Why did you go to the Waite Agricultural Research Institute after completing your BSc?

Well, Adelaide University had the Scottish system of a fourth-year specialist honours year, and having come top in third year botany I was eligible not only to do honours in botany but also to take any of the various streams that were available. In those days, the streams for botany were plant physiology, plant taxonomy and phycology, which is the study of algae. For a variety of reasons, none of those interested me very much. (I hadn't done biochemistry, which was a sort of prerequisite for doing plant physiology.) But in the third year of botany we had done a unit at the Waite Agricultural Research Institute in mycology, the study of fungi, run by the Department of Plant Pathology. It was a very well-run unit and I enjoyed both that and the people, and it seemed to me that that would be a good place to do honours. I don't think anybody from the botany area had ever done honours in the Waite Institute, but I spoke to Joe Wood, the professor of botany, and he agreed to it.

So in December, just after the results came out, I went and spoke to David Adam, the head of Plant Pathology. He agreed to take me on for an honours year and suggested that I look at a problem they'd had with virus diseases of orchids. That suited me because it meant the combination of the bacteriology and botany streams, which seemed a good idea. I then went off for the long vacation. But when I came back, in early February, he said, 'Oh, I've changed my mind; we've had pressure to study a fungal disease of apricots called gummosis.

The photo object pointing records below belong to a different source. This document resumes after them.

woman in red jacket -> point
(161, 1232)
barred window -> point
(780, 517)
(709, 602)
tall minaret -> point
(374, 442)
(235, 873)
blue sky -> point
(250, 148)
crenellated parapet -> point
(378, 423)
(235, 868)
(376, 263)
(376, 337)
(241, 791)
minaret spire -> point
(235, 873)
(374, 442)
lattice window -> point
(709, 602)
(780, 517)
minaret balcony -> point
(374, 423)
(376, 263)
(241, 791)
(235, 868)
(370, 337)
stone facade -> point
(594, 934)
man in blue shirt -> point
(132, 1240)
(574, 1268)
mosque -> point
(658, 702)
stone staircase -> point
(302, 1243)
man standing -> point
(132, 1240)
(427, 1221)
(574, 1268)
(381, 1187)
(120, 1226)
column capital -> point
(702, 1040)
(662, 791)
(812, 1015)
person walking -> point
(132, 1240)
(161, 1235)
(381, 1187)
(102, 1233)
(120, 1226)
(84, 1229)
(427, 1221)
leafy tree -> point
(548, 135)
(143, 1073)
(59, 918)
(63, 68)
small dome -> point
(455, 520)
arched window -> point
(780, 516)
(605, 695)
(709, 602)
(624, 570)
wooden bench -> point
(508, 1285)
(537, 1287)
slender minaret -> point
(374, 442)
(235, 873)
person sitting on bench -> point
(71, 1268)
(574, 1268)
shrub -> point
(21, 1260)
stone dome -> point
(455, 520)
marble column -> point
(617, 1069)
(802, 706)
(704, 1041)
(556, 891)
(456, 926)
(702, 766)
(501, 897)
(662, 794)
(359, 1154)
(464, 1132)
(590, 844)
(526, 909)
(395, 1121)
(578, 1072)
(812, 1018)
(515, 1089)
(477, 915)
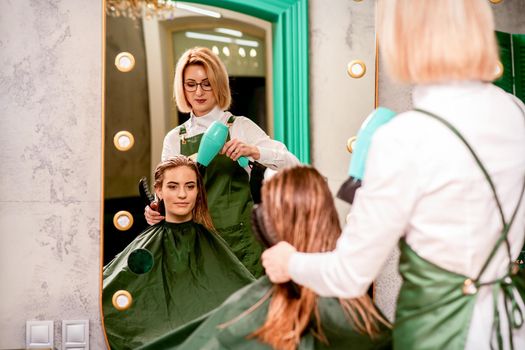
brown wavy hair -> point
(200, 212)
(301, 211)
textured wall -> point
(50, 150)
(50, 144)
(339, 33)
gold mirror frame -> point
(117, 296)
(125, 62)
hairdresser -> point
(445, 181)
(201, 88)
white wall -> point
(50, 144)
(50, 153)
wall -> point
(50, 143)
(50, 149)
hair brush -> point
(147, 197)
(264, 232)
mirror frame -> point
(289, 20)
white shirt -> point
(422, 183)
(273, 154)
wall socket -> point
(39, 334)
(75, 335)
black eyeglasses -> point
(192, 85)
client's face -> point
(179, 192)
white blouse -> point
(422, 183)
(274, 154)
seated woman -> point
(174, 271)
(297, 207)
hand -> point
(275, 261)
(235, 149)
(152, 215)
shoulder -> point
(405, 129)
(252, 292)
(243, 121)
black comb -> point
(145, 194)
(148, 198)
(266, 235)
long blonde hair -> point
(435, 41)
(301, 209)
(200, 213)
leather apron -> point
(229, 201)
(435, 306)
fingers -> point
(235, 149)
(152, 216)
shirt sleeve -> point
(378, 218)
(171, 144)
(274, 154)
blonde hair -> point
(200, 213)
(433, 41)
(215, 71)
(300, 195)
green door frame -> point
(289, 20)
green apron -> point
(190, 272)
(230, 202)
(435, 306)
(205, 333)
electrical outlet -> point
(75, 334)
(39, 334)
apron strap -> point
(506, 225)
(502, 285)
(182, 134)
(230, 121)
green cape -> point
(193, 272)
(204, 333)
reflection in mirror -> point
(141, 52)
(140, 99)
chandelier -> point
(134, 9)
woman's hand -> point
(275, 261)
(152, 216)
(235, 149)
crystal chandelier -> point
(134, 9)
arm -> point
(271, 153)
(379, 217)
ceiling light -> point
(198, 10)
(228, 31)
(210, 37)
(250, 43)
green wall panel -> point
(512, 56)
(289, 20)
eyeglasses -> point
(191, 85)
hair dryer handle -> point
(243, 161)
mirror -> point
(264, 47)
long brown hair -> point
(200, 213)
(301, 209)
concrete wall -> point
(50, 151)
(50, 144)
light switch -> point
(75, 334)
(39, 334)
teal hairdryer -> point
(212, 142)
(379, 117)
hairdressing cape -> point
(189, 272)
(226, 327)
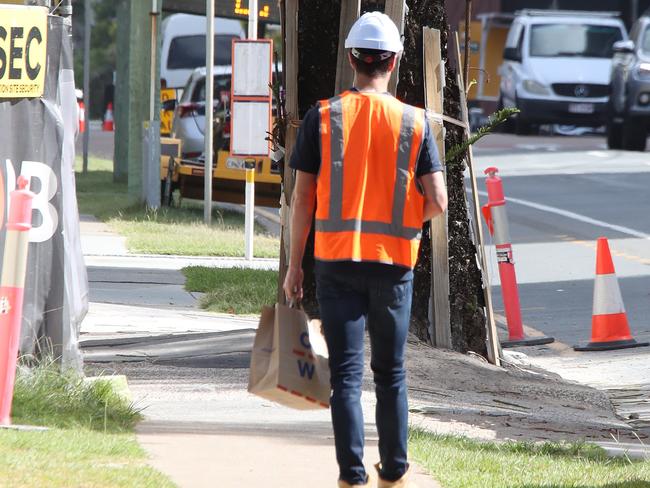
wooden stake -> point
(291, 79)
(396, 11)
(468, 42)
(493, 347)
(350, 10)
(434, 83)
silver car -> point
(629, 103)
(189, 115)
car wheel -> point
(634, 135)
(508, 126)
(615, 135)
(523, 127)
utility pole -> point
(87, 33)
(209, 111)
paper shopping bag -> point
(289, 362)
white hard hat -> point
(375, 30)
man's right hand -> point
(293, 284)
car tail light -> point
(187, 109)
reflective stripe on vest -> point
(340, 131)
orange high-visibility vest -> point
(368, 206)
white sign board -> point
(251, 97)
(252, 69)
(250, 124)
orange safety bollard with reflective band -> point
(12, 283)
(497, 219)
(609, 327)
(82, 117)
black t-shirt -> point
(306, 153)
(306, 157)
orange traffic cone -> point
(108, 124)
(609, 327)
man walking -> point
(368, 165)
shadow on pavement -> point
(230, 349)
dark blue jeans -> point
(347, 301)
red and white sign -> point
(251, 100)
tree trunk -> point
(318, 25)
(465, 284)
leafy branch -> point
(497, 118)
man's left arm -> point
(303, 202)
(431, 177)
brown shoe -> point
(403, 482)
(345, 484)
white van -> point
(183, 46)
(556, 67)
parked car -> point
(629, 104)
(557, 65)
(189, 117)
(183, 46)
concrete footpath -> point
(187, 370)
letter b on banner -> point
(44, 184)
(306, 369)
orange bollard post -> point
(82, 117)
(497, 219)
(109, 124)
(12, 283)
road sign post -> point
(251, 115)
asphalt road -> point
(563, 193)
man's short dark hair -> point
(370, 63)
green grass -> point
(45, 396)
(236, 290)
(74, 458)
(176, 230)
(462, 463)
(89, 443)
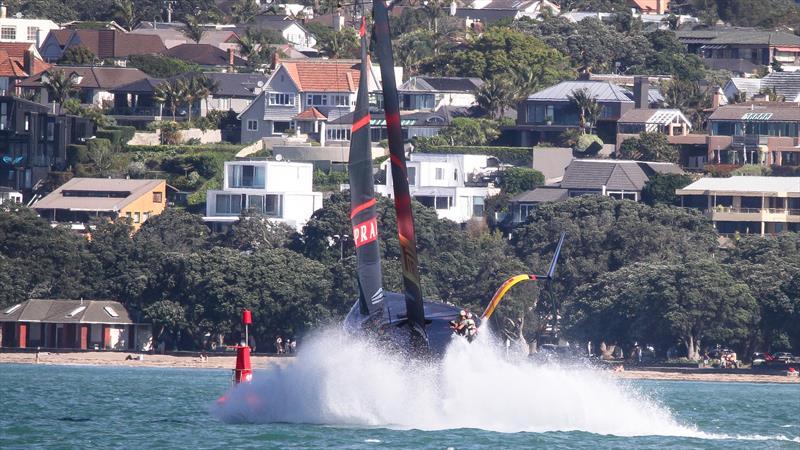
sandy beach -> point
(227, 362)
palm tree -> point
(193, 29)
(60, 86)
(127, 13)
(495, 95)
(169, 94)
(587, 107)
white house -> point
(280, 190)
(452, 184)
(17, 29)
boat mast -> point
(363, 212)
(402, 198)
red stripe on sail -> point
(360, 123)
(362, 207)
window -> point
(317, 100)
(338, 134)
(229, 204)
(33, 34)
(281, 99)
(110, 311)
(477, 206)
(240, 176)
(340, 100)
(8, 33)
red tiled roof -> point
(324, 75)
(311, 113)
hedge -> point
(517, 156)
(76, 154)
(113, 136)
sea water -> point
(340, 393)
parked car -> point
(783, 357)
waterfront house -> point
(743, 51)
(544, 115)
(107, 44)
(33, 141)
(455, 185)
(747, 204)
(282, 191)
(79, 200)
(72, 324)
(19, 29)
(327, 85)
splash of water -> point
(337, 380)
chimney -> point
(641, 92)
(27, 62)
(276, 61)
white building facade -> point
(451, 184)
(282, 191)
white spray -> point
(337, 380)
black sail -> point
(402, 199)
(363, 213)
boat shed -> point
(72, 324)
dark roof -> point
(593, 174)
(203, 54)
(777, 111)
(441, 84)
(100, 77)
(486, 15)
(733, 36)
(541, 194)
(67, 311)
(236, 84)
(116, 44)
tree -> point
(60, 86)
(171, 95)
(159, 66)
(649, 146)
(193, 29)
(127, 14)
(660, 188)
(77, 55)
(498, 51)
(657, 302)
(519, 179)
(466, 131)
(495, 95)
(587, 106)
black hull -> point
(390, 329)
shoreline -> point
(260, 362)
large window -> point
(8, 33)
(477, 206)
(229, 204)
(340, 100)
(281, 99)
(338, 134)
(317, 100)
(241, 176)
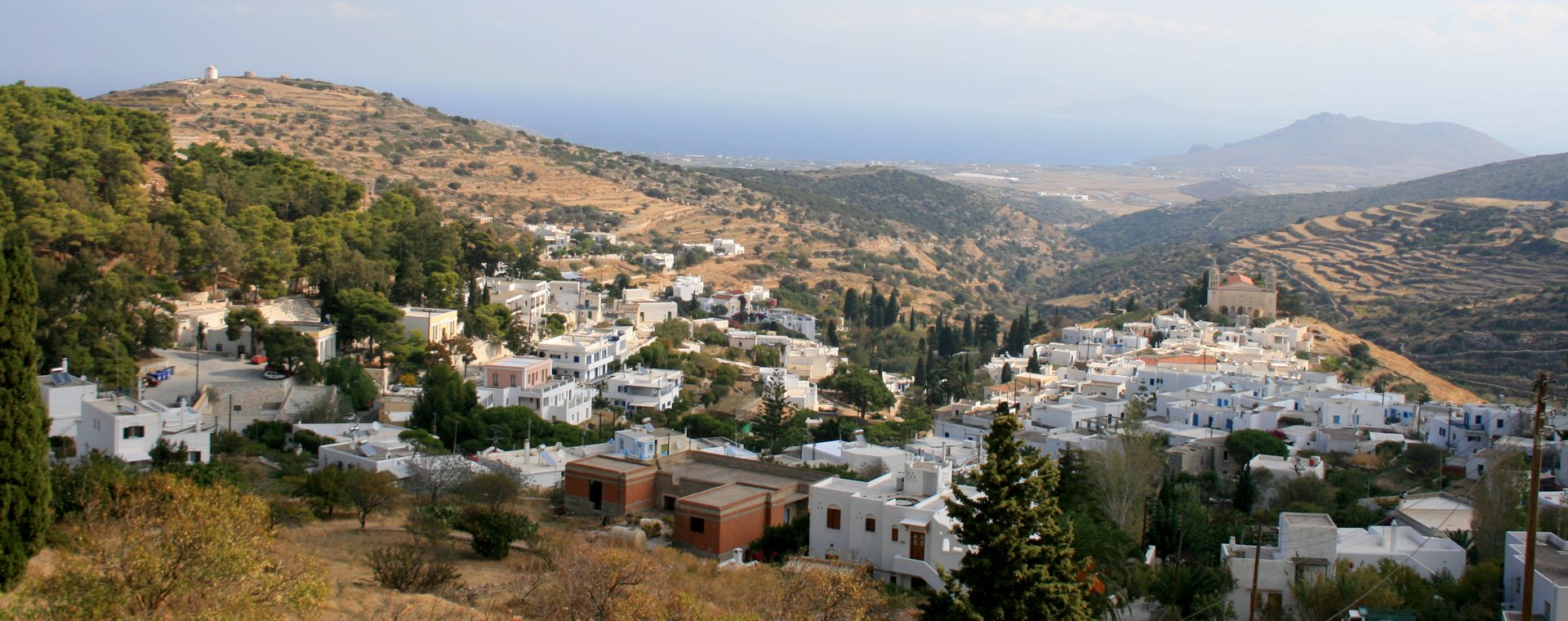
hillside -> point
(1544, 177)
(1471, 289)
(893, 221)
(1353, 148)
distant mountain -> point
(1544, 177)
(1336, 141)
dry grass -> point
(1338, 342)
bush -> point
(410, 570)
(494, 530)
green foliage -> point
(410, 570)
(494, 530)
(352, 382)
(860, 388)
(783, 542)
(24, 424)
(1022, 566)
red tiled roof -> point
(1178, 360)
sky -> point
(857, 80)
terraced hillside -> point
(511, 177)
(1472, 289)
(1429, 252)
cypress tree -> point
(24, 424)
(891, 310)
(1019, 563)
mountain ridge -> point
(1329, 141)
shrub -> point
(410, 570)
(494, 530)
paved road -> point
(214, 368)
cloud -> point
(1073, 18)
(347, 10)
(1534, 20)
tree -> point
(775, 418)
(242, 319)
(177, 549)
(1019, 563)
(287, 347)
(1324, 596)
(364, 315)
(24, 424)
(494, 530)
(862, 389)
(352, 382)
(491, 489)
(323, 489)
(368, 491)
(1126, 474)
(1247, 445)
(1499, 499)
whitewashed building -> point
(898, 523)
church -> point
(1239, 295)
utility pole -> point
(1258, 552)
(1535, 498)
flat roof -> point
(604, 463)
(725, 496)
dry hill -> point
(490, 172)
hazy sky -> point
(935, 80)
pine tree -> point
(852, 306)
(24, 424)
(1019, 563)
(775, 416)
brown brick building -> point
(719, 503)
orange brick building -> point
(719, 503)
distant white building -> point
(1310, 544)
(528, 382)
(129, 430)
(687, 288)
(800, 392)
(661, 261)
(579, 356)
(797, 322)
(898, 523)
(651, 389)
(433, 325)
(63, 395)
(726, 248)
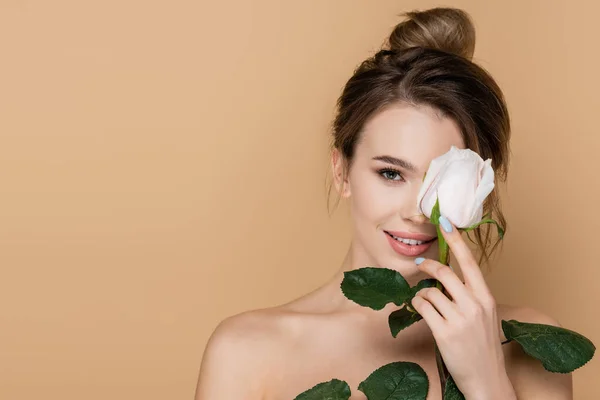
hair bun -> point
(447, 29)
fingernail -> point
(446, 226)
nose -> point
(418, 218)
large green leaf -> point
(375, 287)
(332, 390)
(396, 381)
(452, 392)
(406, 316)
(559, 349)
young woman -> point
(403, 107)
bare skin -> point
(279, 352)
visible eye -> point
(389, 173)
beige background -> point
(163, 166)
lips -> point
(407, 249)
(416, 236)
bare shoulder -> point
(237, 356)
(527, 375)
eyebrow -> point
(397, 161)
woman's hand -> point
(466, 327)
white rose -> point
(461, 180)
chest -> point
(350, 361)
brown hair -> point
(428, 61)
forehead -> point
(416, 134)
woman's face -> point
(383, 196)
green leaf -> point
(486, 221)
(406, 316)
(452, 392)
(396, 381)
(332, 390)
(375, 287)
(442, 245)
(559, 349)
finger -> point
(434, 320)
(472, 273)
(442, 304)
(452, 283)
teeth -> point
(408, 241)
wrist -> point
(500, 389)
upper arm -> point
(231, 363)
(527, 375)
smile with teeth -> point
(412, 242)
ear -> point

I want you to study fungi' – and it was arranged that I would study the biology of the fungus. There was also a CSIRO appointment, Judith Grace, who studied the field work, mostly in the Barossa Valley, and I sometimes went with her on field trips.

That started the team effort which went through most of 1948, the honours year, with the result that I got first-class honours. (In addition, of course, I had to do other subjects: I had to do a statistics course and also go to lectures in the Botany Department.) At the end of that year, both junior staff members of the Department of Plant Pathology left, one to go to England to complete a PhD and the other to go to ICI. So suddenly there was a vacancy and I was offered a temporary job of lecturer in plant pathology, which I took up at the beginning of 1949. While I didn't give any lectures, I did run the prac classes for both the science unit in mycology for the Botany Department and the agricultural science unit for Plant Pathology – and I did my research and also participated in some diagnostic work which the department did.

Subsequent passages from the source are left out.